Created in 2001, the Uniform Mediation Act has been adopted in the District of Columbia and twelve states: Georgia, Hawaii, Idaho, Illinois, Iowa, Nebraska, New Jersey, Ohio, South Dakota, Utah, Vermont, and Washington. Among these, however, only Georgia ranks in the top ten in population.
The core concern of the Act, jointly drafted by the Uniform Law Commission and the American Bar Association Dispute Resolution Section, is keeping settlement communications confidential.
For those who mediate in an adopting state, take a deep dive here. For the rest of us, a lightning round suffices:
Scope: The Act Applies to nearly all mediations except those involving collective bargaining, minors in a school peer review, prison inmates, and mediations conducted by judicial officers.
Central Rule: A mediation communication is confidential and not subject to discovery or admission into evidence in a formal proceeding unless all parties agree in writing or by oral statement made in the proceeding.

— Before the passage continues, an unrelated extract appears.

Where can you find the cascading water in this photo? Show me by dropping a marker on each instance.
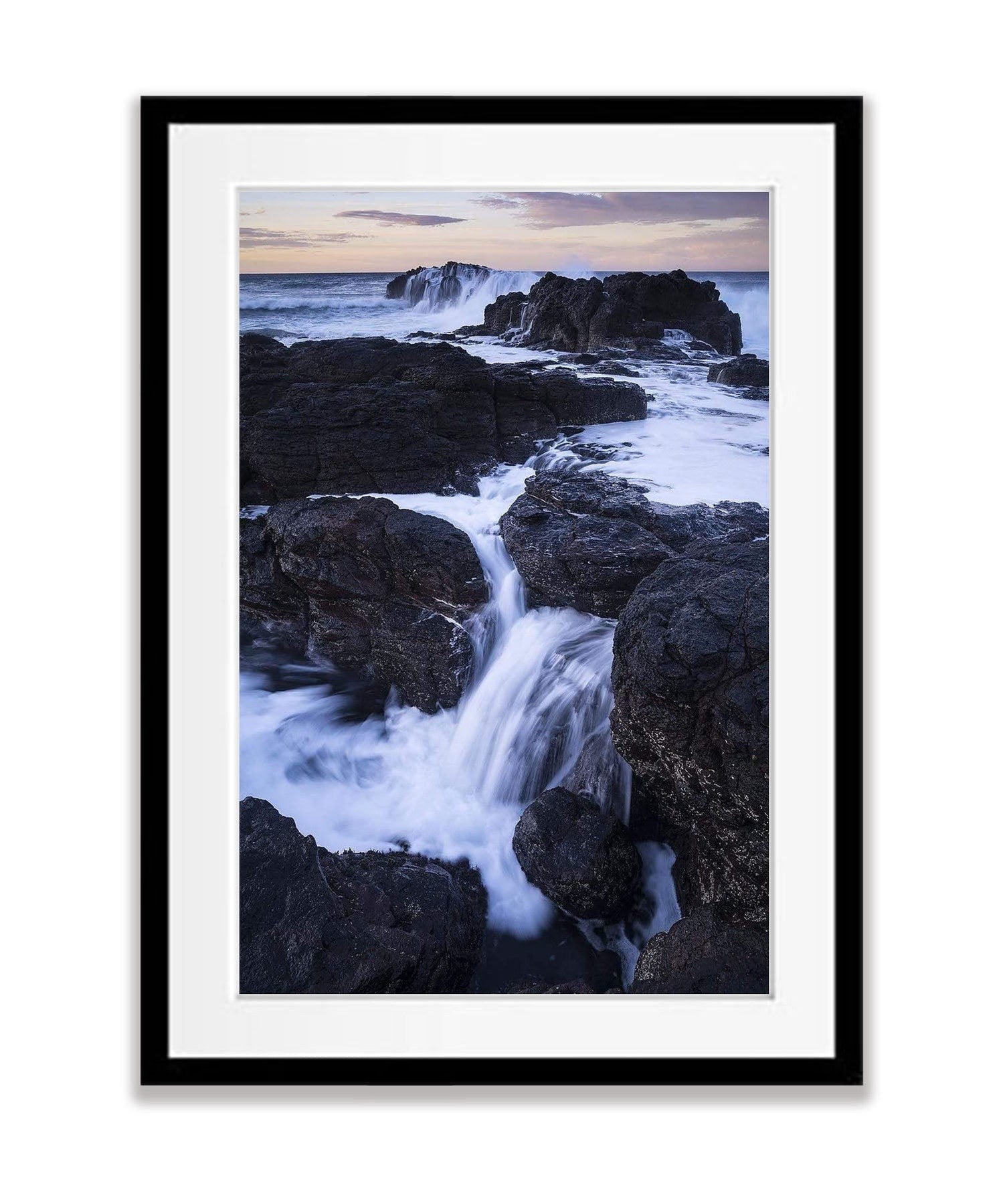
(452, 784)
(465, 289)
(357, 774)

There is no waiver by conduct.
Exceptions: The privilege extends only to mediation communications and not the underlying facts. Evidence that is otherwise admissible or subject to discovery does not become inadmissible or protected from discovery by reason of its use in a mediation. Other exceptions are rare occurrences such as mediation communications made with criminal intent.

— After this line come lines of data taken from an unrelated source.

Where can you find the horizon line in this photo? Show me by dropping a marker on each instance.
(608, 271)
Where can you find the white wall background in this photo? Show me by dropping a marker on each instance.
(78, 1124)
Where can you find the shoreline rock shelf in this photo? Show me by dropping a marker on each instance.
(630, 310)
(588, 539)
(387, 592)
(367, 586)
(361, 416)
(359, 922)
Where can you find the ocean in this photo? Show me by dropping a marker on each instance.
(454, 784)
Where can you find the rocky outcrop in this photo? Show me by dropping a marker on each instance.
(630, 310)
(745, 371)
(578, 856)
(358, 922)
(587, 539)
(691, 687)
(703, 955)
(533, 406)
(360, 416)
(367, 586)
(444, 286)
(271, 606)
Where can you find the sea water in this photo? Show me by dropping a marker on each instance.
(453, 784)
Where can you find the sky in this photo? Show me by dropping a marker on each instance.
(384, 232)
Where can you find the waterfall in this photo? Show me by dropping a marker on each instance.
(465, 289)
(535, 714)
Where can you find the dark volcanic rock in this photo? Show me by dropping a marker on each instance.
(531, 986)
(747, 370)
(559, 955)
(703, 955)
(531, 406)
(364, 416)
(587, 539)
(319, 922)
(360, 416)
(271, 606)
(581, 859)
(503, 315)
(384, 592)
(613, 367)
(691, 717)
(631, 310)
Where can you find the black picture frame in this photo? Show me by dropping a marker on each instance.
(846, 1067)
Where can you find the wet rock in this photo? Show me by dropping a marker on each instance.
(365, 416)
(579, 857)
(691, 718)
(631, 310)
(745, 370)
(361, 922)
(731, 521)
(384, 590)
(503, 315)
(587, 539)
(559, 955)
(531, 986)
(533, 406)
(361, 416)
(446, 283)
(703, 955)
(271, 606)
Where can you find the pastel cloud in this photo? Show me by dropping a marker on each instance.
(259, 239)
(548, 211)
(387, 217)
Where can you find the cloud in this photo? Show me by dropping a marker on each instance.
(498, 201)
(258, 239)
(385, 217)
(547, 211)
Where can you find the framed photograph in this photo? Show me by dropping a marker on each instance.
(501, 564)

Mediator Obligations: Mediators, other than judicial officers, cannot report back to the presiding court anything other than a mediation is ongoing or completed and who participated. Mediators must disclose conflicts of interest to all parties before accepting a mediation, and they must disclose their qualifications to any requesting party.
Still need more? The Marquette Law Review dedicated Volume 85, Issue 1, to discussing the Act.